1940s maverick car designer/entrepreneur Preston Tucker's (Jeff Bridges) closing argument, against false accusations brought against him by his competition - the Big Three automakers:

When I was a boy, I used to, uh, used to read all about Edison and the Wright Brothers, Mr. Ford. They were my heroes. 'Rags to Riches' - that's not just the name of a book. That's what this country was all about. We invented the 'free enterprise' system, where anybody, no matter who he was, where he came from, what class he belonged to - if he came up with a better idea about anything, there's no limit to how far he could go. I grew up a generation too late, I guess, because now the way the system works, the loner, the dreamer, the crackpot who comes up with some crazy idea that everybody laughs at, that later turns out to revolutionize the world - he's squashed from above before he even gets his head out of the water because the bureaucrats, they'd rather kill a new idea than let it rock the boat! If Benjamin Franklin were alive today, he'd be thrown in jail for sailing a kite without a license! It's true.

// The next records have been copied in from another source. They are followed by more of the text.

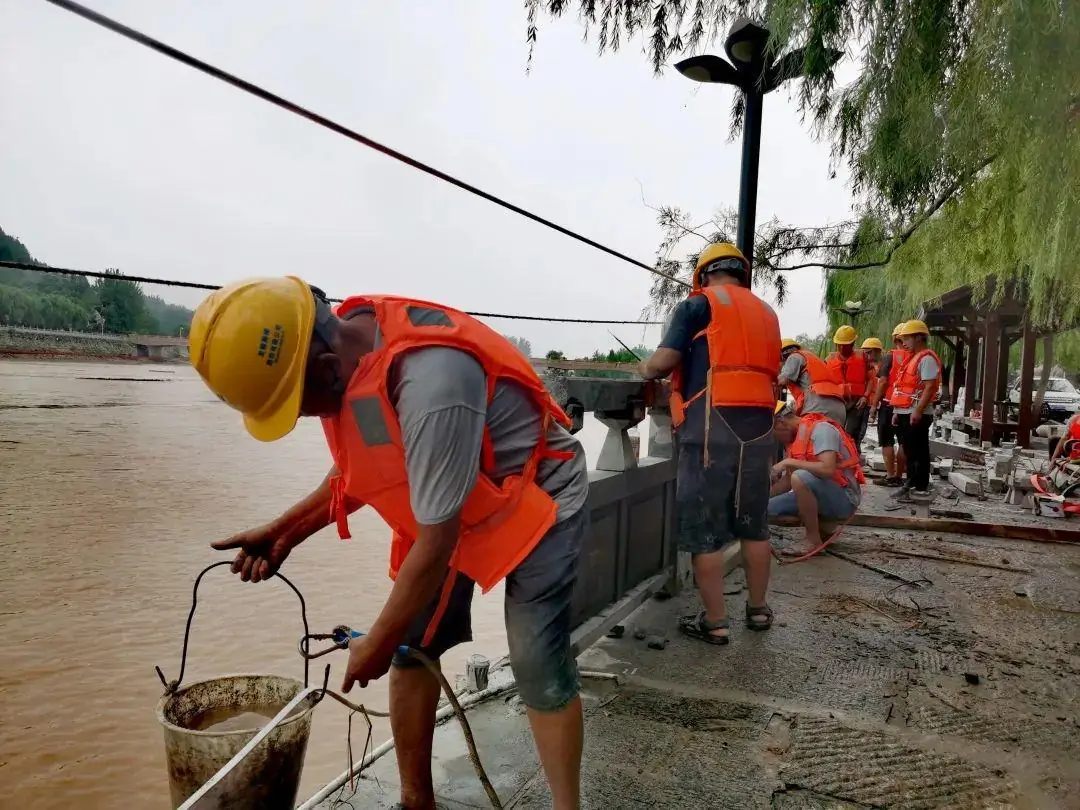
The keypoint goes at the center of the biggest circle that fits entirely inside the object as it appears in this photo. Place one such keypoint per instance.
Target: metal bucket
(269, 778)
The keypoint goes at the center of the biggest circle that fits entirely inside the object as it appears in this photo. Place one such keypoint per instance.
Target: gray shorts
(538, 618)
(727, 500)
(833, 500)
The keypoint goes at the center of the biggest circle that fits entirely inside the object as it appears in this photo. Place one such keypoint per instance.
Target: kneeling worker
(817, 388)
(821, 478)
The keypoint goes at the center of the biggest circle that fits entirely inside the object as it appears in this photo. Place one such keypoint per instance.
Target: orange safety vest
(852, 373)
(743, 339)
(500, 523)
(908, 387)
(823, 380)
(1074, 436)
(801, 448)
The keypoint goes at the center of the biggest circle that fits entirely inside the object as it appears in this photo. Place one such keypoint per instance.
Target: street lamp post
(754, 71)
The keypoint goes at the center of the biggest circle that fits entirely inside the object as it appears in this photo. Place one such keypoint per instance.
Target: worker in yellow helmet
(721, 350)
(912, 400)
(853, 372)
(437, 423)
(895, 464)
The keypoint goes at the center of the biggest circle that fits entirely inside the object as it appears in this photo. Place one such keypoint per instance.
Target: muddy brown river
(113, 480)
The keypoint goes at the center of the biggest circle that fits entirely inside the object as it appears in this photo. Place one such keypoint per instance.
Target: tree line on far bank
(53, 301)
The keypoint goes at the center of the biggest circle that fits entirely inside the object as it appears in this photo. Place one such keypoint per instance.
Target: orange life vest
(500, 523)
(743, 339)
(909, 387)
(852, 373)
(1074, 437)
(802, 449)
(823, 381)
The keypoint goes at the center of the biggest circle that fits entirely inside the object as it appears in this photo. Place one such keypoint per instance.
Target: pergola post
(1026, 420)
(1002, 388)
(959, 368)
(991, 365)
(971, 373)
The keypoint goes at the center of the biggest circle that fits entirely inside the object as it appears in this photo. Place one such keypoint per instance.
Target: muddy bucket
(207, 723)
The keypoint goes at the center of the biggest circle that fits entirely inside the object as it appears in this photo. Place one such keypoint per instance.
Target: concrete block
(1022, 482)
(1002, 463)
(964, 483)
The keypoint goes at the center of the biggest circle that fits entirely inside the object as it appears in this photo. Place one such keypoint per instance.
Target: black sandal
(698, 626)
(757, 623)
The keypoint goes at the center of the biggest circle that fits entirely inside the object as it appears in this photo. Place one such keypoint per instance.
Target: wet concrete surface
(863, 694)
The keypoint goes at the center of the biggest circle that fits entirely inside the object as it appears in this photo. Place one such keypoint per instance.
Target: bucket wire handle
(174, 685)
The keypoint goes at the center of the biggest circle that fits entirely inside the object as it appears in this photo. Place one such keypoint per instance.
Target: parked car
(1062, 399)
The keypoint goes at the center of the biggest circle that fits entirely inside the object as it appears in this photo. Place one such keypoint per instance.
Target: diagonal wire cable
(200, 285)
(266, 95)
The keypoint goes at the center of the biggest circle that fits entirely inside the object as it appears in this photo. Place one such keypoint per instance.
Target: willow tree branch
(902, 239)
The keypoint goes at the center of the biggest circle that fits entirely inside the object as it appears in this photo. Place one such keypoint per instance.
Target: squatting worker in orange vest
(850, 367)
(821, 477)
(723, 350)
(813, 386)
(442, 427)
(895, 464)
(1067, 446)
(912, 400)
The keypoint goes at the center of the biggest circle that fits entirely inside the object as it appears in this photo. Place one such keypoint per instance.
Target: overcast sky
(112, 156)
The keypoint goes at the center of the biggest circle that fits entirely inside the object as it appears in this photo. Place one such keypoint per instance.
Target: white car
(1062, 397)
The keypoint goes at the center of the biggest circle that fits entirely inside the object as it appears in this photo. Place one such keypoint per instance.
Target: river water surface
(113, 480)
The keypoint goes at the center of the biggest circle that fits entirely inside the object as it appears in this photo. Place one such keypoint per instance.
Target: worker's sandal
(698, 626)
(753, 622)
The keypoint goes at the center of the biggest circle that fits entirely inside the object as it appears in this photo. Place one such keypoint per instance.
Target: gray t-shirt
(795, 370)
(929, 368)
(826, 439)
(441, 399)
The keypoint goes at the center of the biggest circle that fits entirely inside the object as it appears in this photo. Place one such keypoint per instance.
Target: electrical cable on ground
(199, 285)
(266, 95)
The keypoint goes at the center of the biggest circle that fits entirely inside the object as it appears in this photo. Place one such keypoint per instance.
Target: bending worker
(913, 397)
(821, 477)
(443, 428)
(850, 367)
(723, 350)
(815, 389)
(894, 462)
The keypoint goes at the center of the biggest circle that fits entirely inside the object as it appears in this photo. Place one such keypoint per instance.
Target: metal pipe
(747, 181)
(202, 793)
(380, 751)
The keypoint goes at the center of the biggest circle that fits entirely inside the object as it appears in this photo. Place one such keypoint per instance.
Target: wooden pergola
(981, 334)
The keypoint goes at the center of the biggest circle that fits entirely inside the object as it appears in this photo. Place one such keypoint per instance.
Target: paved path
(860, 697)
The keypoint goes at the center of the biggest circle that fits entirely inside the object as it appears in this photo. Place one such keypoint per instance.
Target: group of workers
(444, 428)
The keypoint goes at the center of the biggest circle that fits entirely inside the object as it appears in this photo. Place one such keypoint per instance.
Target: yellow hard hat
(914, 327)
(250, 343)
(716, 252)
(845, 335)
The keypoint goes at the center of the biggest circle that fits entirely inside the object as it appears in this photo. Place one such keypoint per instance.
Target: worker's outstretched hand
(368, 660)
(260, 553)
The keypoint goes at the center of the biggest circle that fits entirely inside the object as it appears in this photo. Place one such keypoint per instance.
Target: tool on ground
(624, 346)
(877, 569)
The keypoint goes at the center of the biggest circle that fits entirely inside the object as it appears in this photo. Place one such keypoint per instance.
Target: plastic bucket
(268, 778)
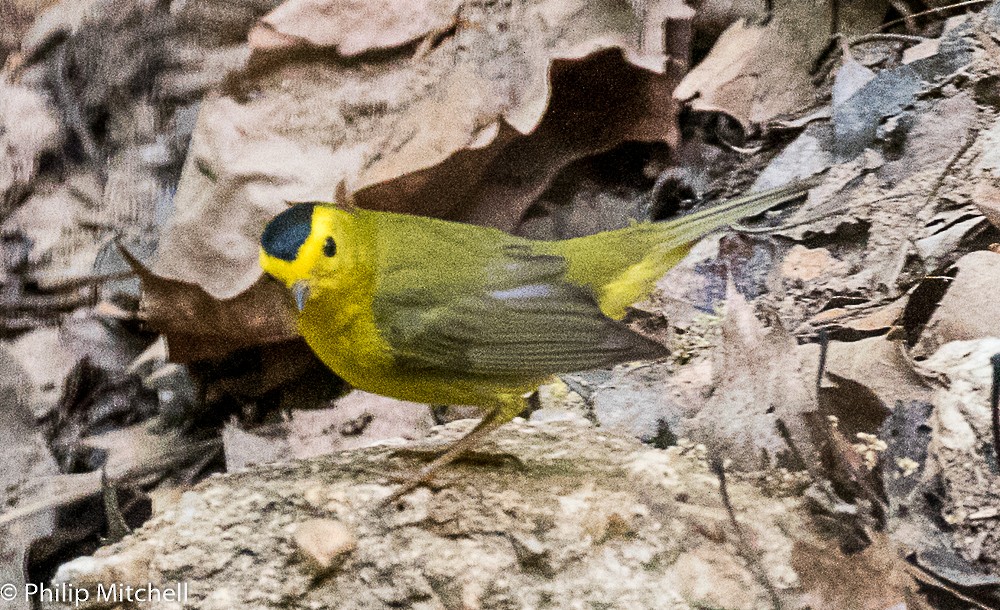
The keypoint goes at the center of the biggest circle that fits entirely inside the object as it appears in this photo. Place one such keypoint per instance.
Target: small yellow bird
(441, 312)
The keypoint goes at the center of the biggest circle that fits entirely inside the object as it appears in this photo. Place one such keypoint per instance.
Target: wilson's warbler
(441, 312)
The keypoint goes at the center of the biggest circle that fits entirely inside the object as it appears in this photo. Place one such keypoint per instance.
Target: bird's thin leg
(495, 418)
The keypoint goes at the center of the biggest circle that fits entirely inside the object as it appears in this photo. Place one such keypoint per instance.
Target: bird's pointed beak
(300, 290)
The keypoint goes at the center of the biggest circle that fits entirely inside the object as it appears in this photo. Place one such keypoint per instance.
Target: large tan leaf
(756, 73)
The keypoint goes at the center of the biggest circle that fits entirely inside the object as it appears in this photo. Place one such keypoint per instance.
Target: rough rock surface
(588, 519)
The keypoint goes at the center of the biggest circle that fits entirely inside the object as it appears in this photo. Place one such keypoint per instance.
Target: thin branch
(744, 546)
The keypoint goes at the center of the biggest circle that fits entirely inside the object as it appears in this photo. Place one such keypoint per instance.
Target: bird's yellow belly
(361, 357)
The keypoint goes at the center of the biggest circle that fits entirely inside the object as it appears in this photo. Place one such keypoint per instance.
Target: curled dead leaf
(472, 128)
(198, 326)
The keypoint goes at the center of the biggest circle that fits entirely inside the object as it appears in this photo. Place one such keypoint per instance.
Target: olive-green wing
(518, 318)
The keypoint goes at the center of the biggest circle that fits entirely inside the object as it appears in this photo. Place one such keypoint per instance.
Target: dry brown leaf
(199, 326)
(762, 376)
(351, 27)
(473, 129)
(877, 578)
(357, 420)
(756, 73)
(26, 460)
(971, 307)
(879, 366)
(28, 127)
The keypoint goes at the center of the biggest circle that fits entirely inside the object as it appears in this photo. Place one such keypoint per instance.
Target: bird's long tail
(622, 266)
(693, 226)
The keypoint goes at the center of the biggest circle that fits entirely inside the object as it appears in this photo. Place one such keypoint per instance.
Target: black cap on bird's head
(287, 231)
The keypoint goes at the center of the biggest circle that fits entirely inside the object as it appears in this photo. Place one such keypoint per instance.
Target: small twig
(74, 116)
(886, 37)
(931, 11)
(824, 348)
(745, 548)
(89, 280)
(995, 406)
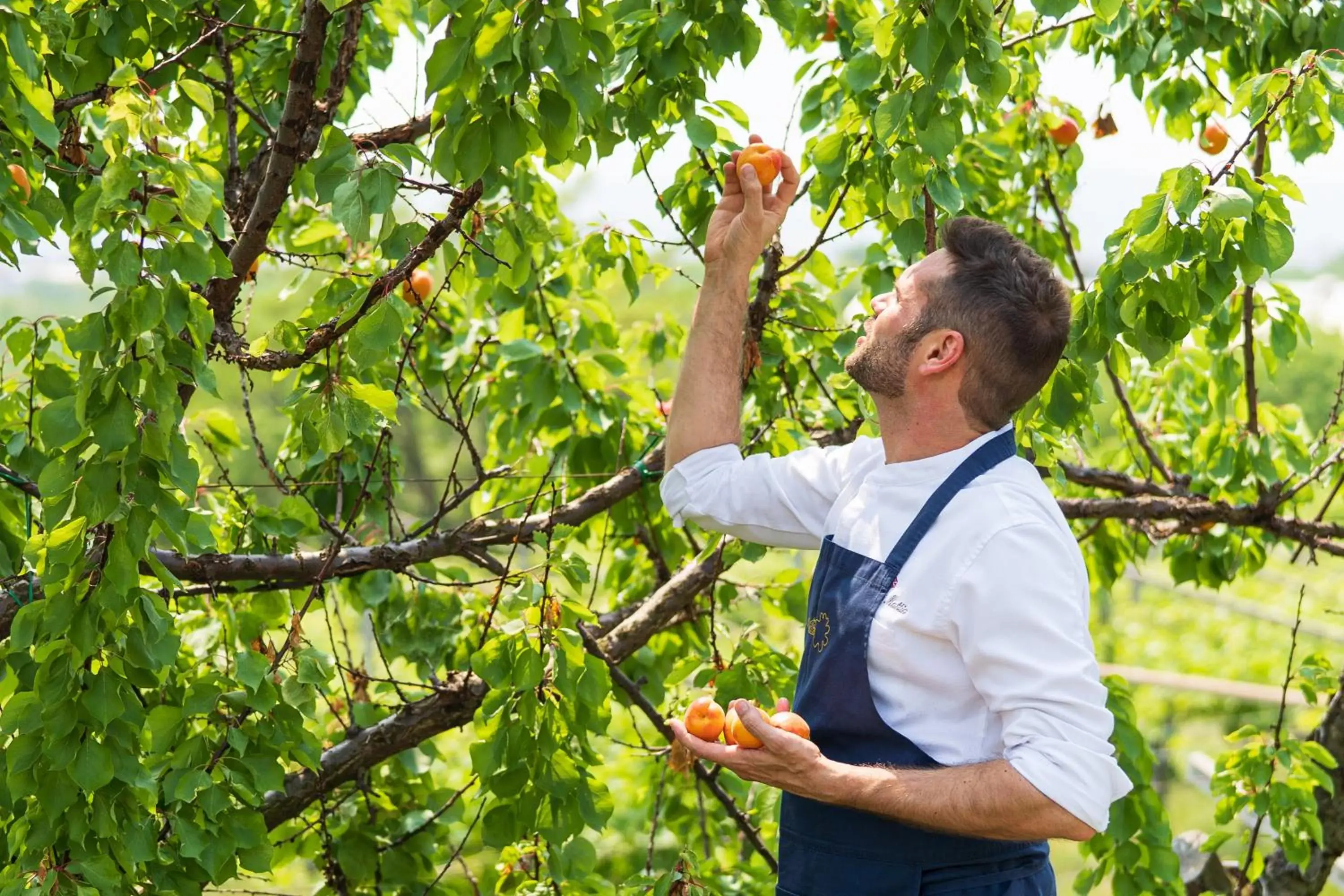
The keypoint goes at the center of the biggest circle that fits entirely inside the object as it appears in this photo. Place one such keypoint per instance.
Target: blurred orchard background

We're all puffed up with ourselves now 'cause we invented the bomb - dropped the - beat the daylights out of the Japanese, the Nazis. But if big business closes the door on the little guy with a new idea, we're not only closing the door on progress, but we're sabotaging everything that we fought for! Everything that the country stands for!! And one day we're gonna find ourselves at the bottom of the heap instead of king of the hill, having no idea how we got there, buying our radios and our cars from our former enemies. (A juror laughs) I don't believe that's gonna happen. I can't believe it because - if I ever stop believing in the plain 'ol common horse sense of the American people, be no way I could get out of bed in the morning. Thank you.